NOUVELLES
18/04/2016 06:21 EDT | Actualisé 19/04/2017 01:12 EDT

Les militants de Podemos refusent de soutenir une alliance socialistes-centristes

Les militants du parti de gauche radicale espagnol Podemos se sont prononcés contre le soutien à une alliance entre socialistes et centristes, a annoncé lundi ce parti, un résultat rendant encore plus plausible la perspective de nouvelles législatives.

"Les gens ont dit non à 88,23%", a déclaré Pablo Echenique, qui a les fonctions de "secrétaire d'organisation", au cours d'une conférence de presse.

En fait, 91,79% des militants du parti ont plutôt dit souhaiter un "gouvernement de changement", fondé sur une coalition entre socialistes et Podemos, a-t-il précisé.
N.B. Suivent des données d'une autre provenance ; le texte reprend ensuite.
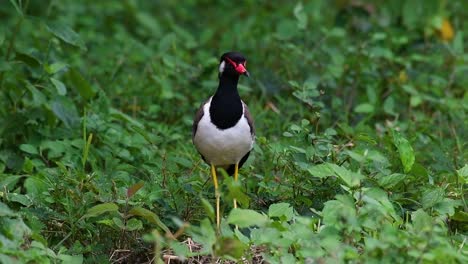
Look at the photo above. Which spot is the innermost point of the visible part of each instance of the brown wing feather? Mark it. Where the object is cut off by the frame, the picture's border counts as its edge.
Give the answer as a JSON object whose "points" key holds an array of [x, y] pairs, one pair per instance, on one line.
{"points": [[198, 117], [249, 119]]}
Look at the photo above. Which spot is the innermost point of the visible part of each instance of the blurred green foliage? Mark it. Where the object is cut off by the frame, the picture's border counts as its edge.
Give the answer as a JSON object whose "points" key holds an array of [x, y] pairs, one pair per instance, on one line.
{"points": [[361, 115]]}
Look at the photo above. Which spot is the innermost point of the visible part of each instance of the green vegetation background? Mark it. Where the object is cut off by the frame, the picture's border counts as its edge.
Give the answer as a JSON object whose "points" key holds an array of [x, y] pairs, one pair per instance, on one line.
{"points": [[361, 115]]}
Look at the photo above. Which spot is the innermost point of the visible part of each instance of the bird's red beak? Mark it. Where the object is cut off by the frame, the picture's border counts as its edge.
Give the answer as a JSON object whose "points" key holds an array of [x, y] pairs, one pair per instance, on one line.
{"points": [[240, 68]]}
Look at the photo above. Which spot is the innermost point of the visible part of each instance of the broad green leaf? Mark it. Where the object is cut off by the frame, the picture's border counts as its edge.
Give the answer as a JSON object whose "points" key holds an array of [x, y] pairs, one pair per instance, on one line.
{"points": [[246, 218], [65, 110], [81, 85], [364, 108], [351, 179], [71, 259], [66, 33], [281, 209], [431, 197], [134, 188], [463, 173], [421, 221], [460, 216], [209, 210], [55, 67], [101, 209], [321, 170], [300, 15], [232, 247], [391, 180], [5, 211], [150, 216], [406, 151], [25, 200], [28, 59], [17, 7], [38, 98], [134, 224], [29, 149]]}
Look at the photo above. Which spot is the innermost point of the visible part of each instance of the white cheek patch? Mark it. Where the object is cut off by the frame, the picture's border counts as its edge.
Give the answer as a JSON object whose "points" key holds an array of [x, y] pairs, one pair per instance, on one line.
{"points": [[221, 66]]}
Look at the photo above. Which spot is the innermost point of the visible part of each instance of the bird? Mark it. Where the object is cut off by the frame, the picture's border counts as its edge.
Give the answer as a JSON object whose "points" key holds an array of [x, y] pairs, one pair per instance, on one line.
{"points": [[223, 130]]}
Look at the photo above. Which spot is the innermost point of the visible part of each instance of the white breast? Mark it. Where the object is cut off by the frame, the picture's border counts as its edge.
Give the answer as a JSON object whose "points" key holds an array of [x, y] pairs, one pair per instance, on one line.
{"points": [[222, 146]]}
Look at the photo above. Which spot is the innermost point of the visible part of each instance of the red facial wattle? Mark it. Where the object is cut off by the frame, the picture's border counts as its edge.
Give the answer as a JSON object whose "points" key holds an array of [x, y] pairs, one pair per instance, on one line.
{"points": [[240, 68]]}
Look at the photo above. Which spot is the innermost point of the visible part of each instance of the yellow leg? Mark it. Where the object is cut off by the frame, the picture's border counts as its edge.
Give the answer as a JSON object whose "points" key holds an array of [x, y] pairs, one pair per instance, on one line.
{"points": [[236, 176], [215, 181]]}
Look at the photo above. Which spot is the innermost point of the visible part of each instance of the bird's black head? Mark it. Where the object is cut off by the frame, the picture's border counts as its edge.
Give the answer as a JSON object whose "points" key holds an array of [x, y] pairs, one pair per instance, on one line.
{"points": [[233, 64]]}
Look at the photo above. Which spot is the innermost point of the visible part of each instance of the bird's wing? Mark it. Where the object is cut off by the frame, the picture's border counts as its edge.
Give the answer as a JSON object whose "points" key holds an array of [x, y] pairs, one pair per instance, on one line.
{"points": [[198, 117], [249, 119]]}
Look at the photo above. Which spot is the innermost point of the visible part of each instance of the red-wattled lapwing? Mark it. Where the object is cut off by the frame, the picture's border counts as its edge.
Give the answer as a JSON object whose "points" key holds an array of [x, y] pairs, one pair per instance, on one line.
{"points": [[223, 130]]}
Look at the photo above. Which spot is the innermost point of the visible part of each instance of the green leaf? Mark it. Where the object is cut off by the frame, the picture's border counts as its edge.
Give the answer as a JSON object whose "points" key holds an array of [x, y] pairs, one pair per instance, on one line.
{"points": [[134, 188], [29, 149], [351, 179], [101, 209], [5, 211], [38, 98], [421, 221], [209, 210], [246, 218], [364, 108], [406, 151], [300, 15], [65, 110], [134, 224], [431, 197], [232, 247], [463, 173], [71, 259], [321, 170], [391, 180], [66, 33], [17, 8], [28, 59], [81, 85], [150, 216], [281, 209], [55, 67]]}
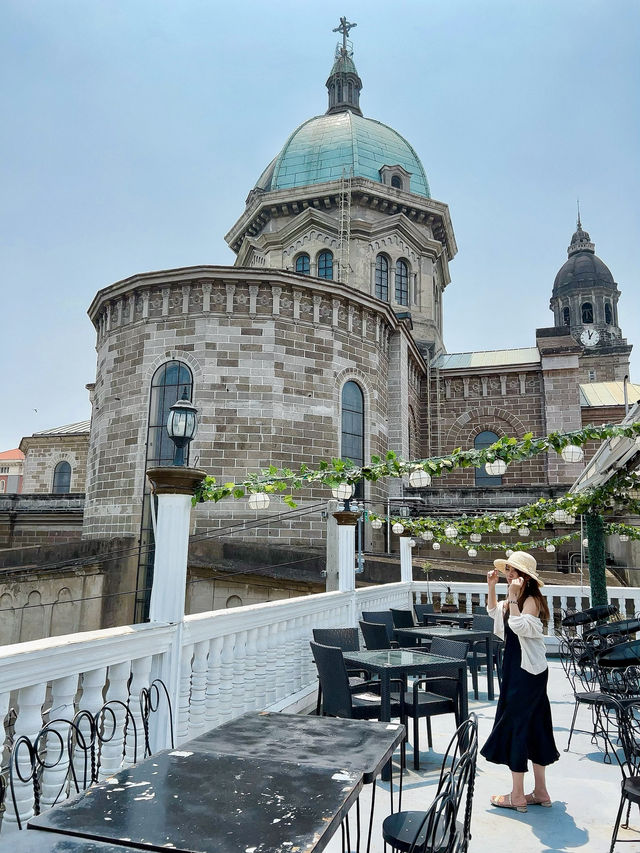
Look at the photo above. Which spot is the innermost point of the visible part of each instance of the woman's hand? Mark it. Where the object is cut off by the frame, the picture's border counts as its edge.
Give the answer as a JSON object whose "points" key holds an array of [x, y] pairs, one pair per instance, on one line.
{"points": [[492, 578], [516, 585]]}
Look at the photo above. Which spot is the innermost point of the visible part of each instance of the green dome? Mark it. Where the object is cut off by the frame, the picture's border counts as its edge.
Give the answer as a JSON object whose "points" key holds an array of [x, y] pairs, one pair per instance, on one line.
{"points": [[325, 146]]}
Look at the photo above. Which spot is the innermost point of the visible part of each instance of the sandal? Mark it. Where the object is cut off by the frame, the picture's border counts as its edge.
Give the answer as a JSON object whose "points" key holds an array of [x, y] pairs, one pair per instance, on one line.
{"points": [[503, 801], [532, 800]]}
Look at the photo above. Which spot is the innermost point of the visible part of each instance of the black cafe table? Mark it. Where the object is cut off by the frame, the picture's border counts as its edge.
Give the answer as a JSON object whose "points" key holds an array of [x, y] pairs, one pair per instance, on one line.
{"points": [[622, 627], [465, 635], [364, 746], [203, 802], [360, 745], [462, 619]]}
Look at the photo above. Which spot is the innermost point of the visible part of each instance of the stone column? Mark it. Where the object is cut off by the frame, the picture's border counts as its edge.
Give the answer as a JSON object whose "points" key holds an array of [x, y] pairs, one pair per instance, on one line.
{"points": [[175, 488], [406, 564], [346, 549]]}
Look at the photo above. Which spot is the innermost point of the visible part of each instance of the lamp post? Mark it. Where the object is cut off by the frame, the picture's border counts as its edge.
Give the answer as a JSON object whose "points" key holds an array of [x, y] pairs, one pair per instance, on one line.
{"points": [[182, 426], [174, 486]]}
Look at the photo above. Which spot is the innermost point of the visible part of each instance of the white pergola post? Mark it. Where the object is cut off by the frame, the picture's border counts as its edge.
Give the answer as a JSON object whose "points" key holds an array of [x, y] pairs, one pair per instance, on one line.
{"points": [[406, 565], [174, 488], [346, 549]]}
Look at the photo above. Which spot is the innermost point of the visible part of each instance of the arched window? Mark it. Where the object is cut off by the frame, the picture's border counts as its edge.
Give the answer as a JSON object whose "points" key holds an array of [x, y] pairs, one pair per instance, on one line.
{"points": [[382, 278], [482, 440], [352, 432], [171, 382], [62, 479], [402, 283], [325, 265]]}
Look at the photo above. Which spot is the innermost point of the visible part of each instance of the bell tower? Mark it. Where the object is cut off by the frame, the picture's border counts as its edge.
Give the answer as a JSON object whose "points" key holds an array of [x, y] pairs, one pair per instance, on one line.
{"points": [[584, 302]]}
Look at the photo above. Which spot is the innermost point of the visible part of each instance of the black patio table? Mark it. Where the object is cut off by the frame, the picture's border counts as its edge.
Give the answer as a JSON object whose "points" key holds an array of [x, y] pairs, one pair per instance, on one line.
{"points": [[461, 619], [466, 635], [360, 745], [204, 802], [623, 627], [388, 664]]}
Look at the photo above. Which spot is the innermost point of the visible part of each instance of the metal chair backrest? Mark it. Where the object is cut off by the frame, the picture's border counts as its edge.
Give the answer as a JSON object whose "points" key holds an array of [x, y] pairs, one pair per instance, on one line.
{"points": [[402, 618], [422, 610], [480, 622], [384, 617], [449, 648], [346, 639], [462, 752], [336, 696], [375, 635], [437, 830]]}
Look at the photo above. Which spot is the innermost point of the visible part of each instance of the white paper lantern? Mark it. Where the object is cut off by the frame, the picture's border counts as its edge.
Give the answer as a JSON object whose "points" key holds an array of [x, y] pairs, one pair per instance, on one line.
{"points": [[342, 492], [419, 479], [496, 468], [259, 500], [572, 453]]}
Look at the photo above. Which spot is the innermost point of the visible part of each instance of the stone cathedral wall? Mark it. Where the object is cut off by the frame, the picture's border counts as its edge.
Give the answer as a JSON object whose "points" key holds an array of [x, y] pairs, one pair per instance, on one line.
{"points": [[269, 353]]}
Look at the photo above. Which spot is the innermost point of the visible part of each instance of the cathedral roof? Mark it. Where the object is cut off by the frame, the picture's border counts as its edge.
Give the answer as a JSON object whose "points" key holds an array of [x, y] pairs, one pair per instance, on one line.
{"points": [[342, 142], [583, 268], [326, 147]]}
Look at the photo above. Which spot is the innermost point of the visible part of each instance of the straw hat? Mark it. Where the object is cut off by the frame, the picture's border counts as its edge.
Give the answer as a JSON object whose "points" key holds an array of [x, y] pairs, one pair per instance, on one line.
{"points": [[523, 562]]}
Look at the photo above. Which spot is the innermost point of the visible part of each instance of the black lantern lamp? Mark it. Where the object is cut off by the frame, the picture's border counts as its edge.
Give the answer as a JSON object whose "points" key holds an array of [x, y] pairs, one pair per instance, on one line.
{"points": [[182, 425]]}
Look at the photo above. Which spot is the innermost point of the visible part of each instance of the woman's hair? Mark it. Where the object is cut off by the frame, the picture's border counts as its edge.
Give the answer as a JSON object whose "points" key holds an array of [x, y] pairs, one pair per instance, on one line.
{"points": [[530, 589]]}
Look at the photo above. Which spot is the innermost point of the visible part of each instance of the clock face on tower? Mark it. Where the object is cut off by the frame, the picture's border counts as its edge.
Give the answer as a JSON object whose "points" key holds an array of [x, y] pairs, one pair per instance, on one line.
{"points": [[590, 337]]}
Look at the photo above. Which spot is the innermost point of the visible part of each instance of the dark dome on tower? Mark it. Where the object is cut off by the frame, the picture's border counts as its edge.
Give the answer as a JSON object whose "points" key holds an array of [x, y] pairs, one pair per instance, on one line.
{"points": [[583, 269]]}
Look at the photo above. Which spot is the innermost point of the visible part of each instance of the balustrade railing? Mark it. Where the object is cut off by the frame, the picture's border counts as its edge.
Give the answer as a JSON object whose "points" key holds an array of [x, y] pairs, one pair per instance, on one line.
{"points": [[232, 661]]}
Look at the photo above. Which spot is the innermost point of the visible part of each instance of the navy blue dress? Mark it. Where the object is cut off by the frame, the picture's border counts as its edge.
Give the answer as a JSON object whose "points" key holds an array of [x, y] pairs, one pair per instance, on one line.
{"points": [[522, 729]]}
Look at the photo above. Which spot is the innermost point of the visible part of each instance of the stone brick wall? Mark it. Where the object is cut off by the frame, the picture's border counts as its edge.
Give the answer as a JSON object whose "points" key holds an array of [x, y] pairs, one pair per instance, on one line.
{"points": [[464, 404], [269, 352], [44, 452]]}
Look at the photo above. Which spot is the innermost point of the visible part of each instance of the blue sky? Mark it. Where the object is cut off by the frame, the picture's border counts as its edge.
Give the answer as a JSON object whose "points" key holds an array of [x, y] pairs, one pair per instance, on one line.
{"points": [[134, 130]]}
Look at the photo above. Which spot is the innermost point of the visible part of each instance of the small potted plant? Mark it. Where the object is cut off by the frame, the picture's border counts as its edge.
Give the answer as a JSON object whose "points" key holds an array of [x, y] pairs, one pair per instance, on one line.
{"points": [[448, 605]]}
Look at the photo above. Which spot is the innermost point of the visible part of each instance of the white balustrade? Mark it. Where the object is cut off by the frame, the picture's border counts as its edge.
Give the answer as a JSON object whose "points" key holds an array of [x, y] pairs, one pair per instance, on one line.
{"points": [[232, 660]]}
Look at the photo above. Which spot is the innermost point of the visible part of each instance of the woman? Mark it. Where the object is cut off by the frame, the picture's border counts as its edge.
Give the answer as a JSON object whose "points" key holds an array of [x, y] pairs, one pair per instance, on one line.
{"points": [[522, 730]]}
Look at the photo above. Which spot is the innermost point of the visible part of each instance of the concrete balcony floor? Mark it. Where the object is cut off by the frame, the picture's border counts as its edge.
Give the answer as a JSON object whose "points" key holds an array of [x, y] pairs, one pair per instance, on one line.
{"points": [[585, 791]]}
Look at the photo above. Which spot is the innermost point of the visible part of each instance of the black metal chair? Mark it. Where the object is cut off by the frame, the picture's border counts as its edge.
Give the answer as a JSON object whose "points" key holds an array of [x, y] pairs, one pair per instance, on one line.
{"points": [[404, 619], [581, 669], [346, 639], [478, 655], [414, 831], [422, 610], [339, 700], [383, 617], [628, 716], [375, 636]]}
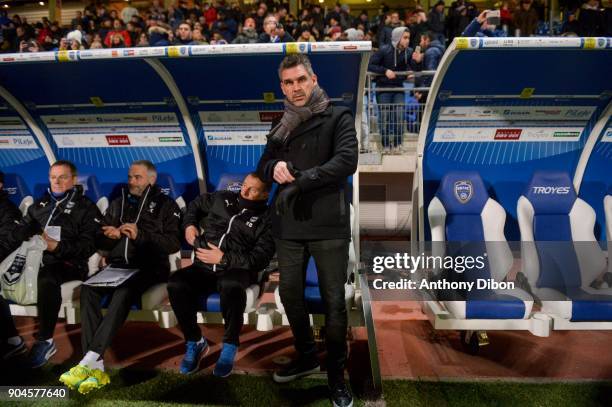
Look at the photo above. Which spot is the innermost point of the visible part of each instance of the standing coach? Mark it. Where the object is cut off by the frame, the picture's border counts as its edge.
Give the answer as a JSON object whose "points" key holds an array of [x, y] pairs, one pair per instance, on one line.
{"points": [[310, 153]]}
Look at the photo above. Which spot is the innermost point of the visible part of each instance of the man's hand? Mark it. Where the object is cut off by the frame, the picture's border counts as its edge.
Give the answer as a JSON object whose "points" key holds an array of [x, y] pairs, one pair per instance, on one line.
{"points": [[284, 198], [282, 175], [51, 243], [191, 232], [210, 256], [130, 230], [111, 232]]}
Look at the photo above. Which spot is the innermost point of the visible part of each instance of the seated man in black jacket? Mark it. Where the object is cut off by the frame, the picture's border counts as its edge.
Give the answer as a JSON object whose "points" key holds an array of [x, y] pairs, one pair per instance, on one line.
{"points": [[9, 218], [235, 244], [140, 230], [64, 217]]}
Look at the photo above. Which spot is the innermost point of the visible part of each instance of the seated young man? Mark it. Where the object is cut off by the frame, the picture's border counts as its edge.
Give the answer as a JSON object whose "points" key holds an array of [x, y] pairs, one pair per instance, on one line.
{"points": [[140, 230], [235, 244], [64, 218]]}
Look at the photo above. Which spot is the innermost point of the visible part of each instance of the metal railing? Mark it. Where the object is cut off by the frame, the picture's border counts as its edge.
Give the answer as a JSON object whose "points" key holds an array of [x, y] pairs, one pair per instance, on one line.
{"points": [[392, 115]]}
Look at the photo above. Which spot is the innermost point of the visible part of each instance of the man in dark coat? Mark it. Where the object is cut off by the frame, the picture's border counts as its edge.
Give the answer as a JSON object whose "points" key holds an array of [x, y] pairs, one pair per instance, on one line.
{"points": [[64, 217], [235, 244], [140, 229], [311, 153]]}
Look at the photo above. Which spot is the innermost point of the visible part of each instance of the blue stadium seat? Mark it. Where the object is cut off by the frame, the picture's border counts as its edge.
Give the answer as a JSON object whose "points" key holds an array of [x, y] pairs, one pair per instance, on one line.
{"points": [[168, 186], [93, 191], [561, 257], [471, 223], [18, 191]]}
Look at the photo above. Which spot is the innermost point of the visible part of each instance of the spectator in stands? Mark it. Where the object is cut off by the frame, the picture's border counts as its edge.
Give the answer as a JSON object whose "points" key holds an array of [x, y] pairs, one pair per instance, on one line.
{"points": [[312, 216], [198, 37], [143, 40], [525, 19], [11, 344], [184, 35], [246, 249], [591, 20], [128, 12], [571, 25], [430, 53], [364, 20], [385, 62], [225, 25], [353, 34], [437, 21], [9, 216], [248, 35], [505, 14], [64, 217], [29, 46], [77, 20], [158, 36], [140, 229], [480, 28], [274, 32], [420, 27], [117, 30], [386, 31]]}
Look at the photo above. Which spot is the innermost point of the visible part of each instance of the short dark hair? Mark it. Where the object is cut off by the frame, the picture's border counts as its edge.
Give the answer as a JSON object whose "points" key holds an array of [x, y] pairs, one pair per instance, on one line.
{"points": [[147, 164], [267, 185], [293, 60], [431, 35], [66, 163]]}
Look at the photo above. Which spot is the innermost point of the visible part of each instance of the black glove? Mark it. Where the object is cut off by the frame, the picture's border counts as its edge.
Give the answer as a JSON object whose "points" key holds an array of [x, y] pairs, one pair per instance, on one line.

Quelque 149.000 votes ont été enregistrés depuis jeudi.

Cette consultation intervenait presque quatre mois après les législatives du 20 décembre, qui ont laissé un Parlement morcelé entre quatre grandes forces politiques : le Parti populaire au pouvoir (droite), Ciudadanos (centre libéral), les socialistes du PSOE et Podemos.

Ils se sont depuis montrés incapables de trouver un accord pour la formation d'un nouveau gouvernement, en dépit de tentatives des socialistes, qui souhaitaient un accord tripartite - avec les centristes et Podemos - pour chasser les conservateurs, au pouvoir depuis 2011.

Podemos avait dit début avril être dans l'impossibilité de négocier avec les socialistes, les accusant d'avoir embrassé le programme trop libéral des centristes, sans être disposés à faire des concessions.

Pour s'assurer du soutien de sa base, le parti a posé deux questions aux militants : "Veux-tu un gouvernement basé sur le pacte (Albert) Rivera-(Pedro) Sanchez ?" (les dirigeants de Ciudadanos et du PSOE); "Es-tu d'accord avec la proposition de gouvernement de changement que défendent Podemos (et ses alliés) En Comú Podem et En Marea?".

La réponse des militants rend donc encore plus vraisemblable l'organisation de nouvelles élections, à moins de deux semaines de la date limite pour se mettre d'accord car les conservateurs n'ont pas une majorité suffisante au parlement, même s'ils sont arrivés premiers avec 28,7% des suffrages et 123 sièges.

Les partis ont jusqu'au 2 mai pour parvenir à s'entendre, faute de quoi de nouvelles législatives devront être organisées, le 26 juin.

Lundi, sans évoquer une reprise des négociations, chacun rejetait sur les autres la responsabilité d'un éventuel échec, assurant avoir la main tendue pour éviter un nouveau scrutin, qui prolongerait encore la paralysie politique de l'Espagne pendant plusieurs mois.

"Nous avons fait tout ce que nous avons pu", a déploré le chef des négociateurs socialistes, Antonio Hernando, "écartant une rupture" avec Ciudadanos pour satisfaire Podemos.

"La balle est dans le camp d'autres (partis)", a-t-il ajouté. "Ce qui est sûr, c'est que 100% des électeurs de Podemos ne veulent pas (d'un maintien) de Mariano Rajoy à la tête du gouvernement".

De son côté, le Parti populaire de M. Rajoy a une nouvelle fois proposé la formation d'une "grande coalition" entre socialistes, centristes et conservateurs.

Selon les conservateurs, elle défendrait l'unité de l'Espagne, face à la poussée de fièvre indépendantiste en Catalogne (nord-est), où les séparatistes sont au pouvoir, tout en poursuivant les réformes structurelles nécessaires à la croissance économique qui a repris depuis fin 2014 après une crise sans précédent en 30 ans.

"Nous allons maintenir jusqu'au dernier jour notre proposition de grande coalition", a déclaré un de ses dirigeants, Fernando Martinez-Maillo, au cours d'une conférence de presse après l'annonce de ces résultats.

Les socialistes ont systématiquement refusé une telle alliance avec le PP, embourbé dans de multiples affaires de corruption qui ont terni son image, comme du reste celle d'une bonne partie de l'establishment en Espagne.